Ensure that ta_pending doesn't overflow u_short by capping its value at USHRT_MAX.

If it overflows before the taskqueue can run, the task will be re-added to the taskqueue and cause a loop in the task list. Reported by: Arnaud Lacombe <lacombar@gmail.com> Submitted by: Ryan Stone <rysto32@gmail.com> Reviewed by: jhb Approved by: re (kib) MFC after: 1 day
author: adrian <adrian@FreeBSD.org> 2011-09-15 08:42:06 +0000
committer: adrian <adrian@FreeBSD.org> 2011-09-15 08:42:06 +0000
commit: f23b1f625d09ffd3a8da3c62c0b6305e9c42119d (patch)

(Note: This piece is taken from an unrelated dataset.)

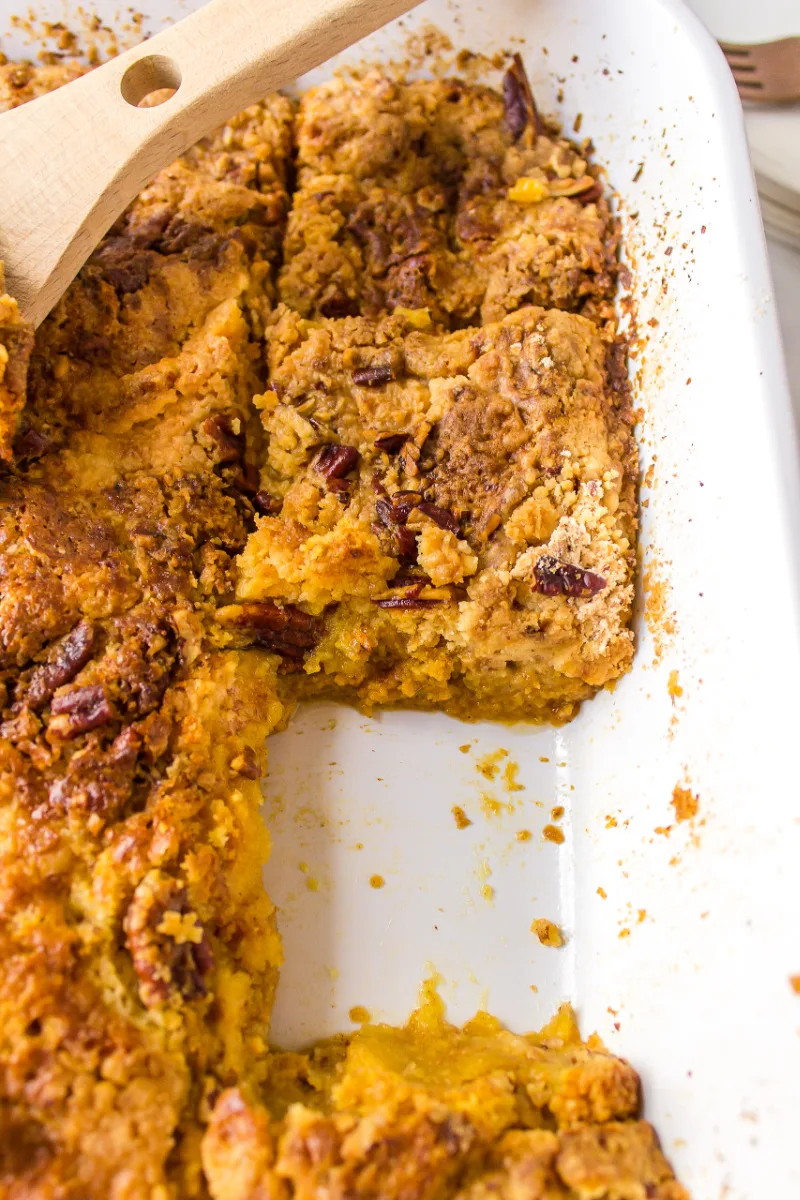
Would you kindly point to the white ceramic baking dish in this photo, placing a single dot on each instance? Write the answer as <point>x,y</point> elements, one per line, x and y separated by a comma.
<point>681,942</point>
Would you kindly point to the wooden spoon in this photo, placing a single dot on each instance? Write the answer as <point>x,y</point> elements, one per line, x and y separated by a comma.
<point>74,159</point>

tree: f2172f5c1ff46d006888811bb7b1f7265455d37c /sys/kern
parent: b3c2a1450629f5cb9384bf41c77bd7011a6eba5e (diff)
download: FreeBSD-src-f23b1f625d09ffd3a8da3c62c0b6305e9c42119d.zip
FreeBSD-src-f23b1f625d09ffd3a8da3c62c0b6305e9c42119d.tar.gz
1 files changed, 3 insertions, 1 deletions
diff --git a/sys/kern/subr_taskqueue.c b/sys/kern/subr_taskqueue.c
index 4c45899..31ea52d 100644
--- a/sys/kern/subr_taskqueue.c
+++ b/sys/kern/subr_taskqueue.c
@@ -33,6 +33,7 @@ __FBSDID("$FreeBSD$");
 #include <sys/interrupt.h>
 #include <sys/kernel.h>
 #include <sys/kthread.h>
+#include <sys/limits.h>
 #include <sys/lock.h>
 #include <sys/malloc.h>
 #include <sys/mutex.h>
@@ -173,7 +174,8 @@ taskqueue_enqueue_locked(struct taskqueue *queue, struct task *task)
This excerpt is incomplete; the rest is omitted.